En su Sabiduría Dios vio que es conveniente que hubiera ciertos males naturales. En primer lugar, porque Dios se sirve de las cosas que fallan para preservar la creación.
Dios hizo la creación perfectamente, pero en su conjunto. Pero a cada cosa en particular la hizo con mayor o menor grado de perfección, según conveniencia, en vistas a la perfección del todo.
El todo, o el conjunto de todas las creaturas, es mejor, y más perfecto, si hay en él algunas cosas que puedan fallar, y que de hecho fallen, y esto sirve a la Providencia de Dios, porque le corresponde no destruir sino conservar la naturaleza.
En segundo lugar, dice San Agustín, es conveniente que existan ciertos males porque siendo Dios todopoderoso puede sacar un bien de esos mismos males. Se impedirían muchos bienes si Dios no permitiese ningún mal.
De estas dos razones se deduce la conveniencia de la existencia o presencia del mal en el mundo: para que Dios se sirva de él para proveer a la perfección de la creación, y para sacar de él más y más bienes para el beneficio de toda la creación.
Así, por ejemplo, no habría fuego si no se quemase la leña; el león no podría sobrevivir si no se comiese al asno; la justicia y la paciencia de los santos que sufren resignadamente no podrían ser alabadas si no existiese la iniquidad de los perseguidores.
No habría victoria sobre la muerte sin la muerte de Jesús. No habría santidad de las personas sin el tormento del cincel. No podría haber dicho Dios: “todo Israel será salvo” (Romanos XI, 26) sin la corrupción de los miembros de la Iglesia: “a todos los ha encerrado Dios dentro de la desobediencia, para usar con todos de misericordia” (Romanos XI, 32).
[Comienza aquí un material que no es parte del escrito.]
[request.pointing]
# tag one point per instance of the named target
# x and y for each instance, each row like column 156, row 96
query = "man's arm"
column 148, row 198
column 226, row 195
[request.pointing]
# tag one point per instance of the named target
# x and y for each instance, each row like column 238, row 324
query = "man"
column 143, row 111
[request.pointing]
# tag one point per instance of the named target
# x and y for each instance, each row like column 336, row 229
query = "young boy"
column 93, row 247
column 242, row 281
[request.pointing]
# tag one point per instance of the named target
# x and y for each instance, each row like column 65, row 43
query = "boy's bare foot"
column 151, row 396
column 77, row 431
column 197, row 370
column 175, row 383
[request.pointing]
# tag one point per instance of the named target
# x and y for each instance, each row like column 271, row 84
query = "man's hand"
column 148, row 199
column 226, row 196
Si los Judíos fueron desobedientes para que la gentilidad alcanzase misericordia, ahora la gentilidad está siendo desobediente para que los Judíos alcancen misericordia (cf. Romanos XI, 30-31).
En este sentido, desde toda la eternidad, Dios planeó que existiesen estos males para la conveniencia de la perfección general de la creación.
Y caeríamos en error si juzgáramos que algunas cosas son malas por el hecho de ser nocivas para algunas cosas.
Así, el fuego que quema la leña no es malo por consumir la leña; ni tampoco lo es el león por comerse el asno; ni tampoco lo son los perseguidores, pues “son enemigos para vuestro bien” (Romanos XI, 28).
No hay un principio del mal, como quieren los maniqueos, así como lo hay para el bien.
No fue mala la Cruz para Jesús; tampoco lo es el cincel para los santos; tampoco lo es la defección de los miembros de la Iglesia para los Judíos.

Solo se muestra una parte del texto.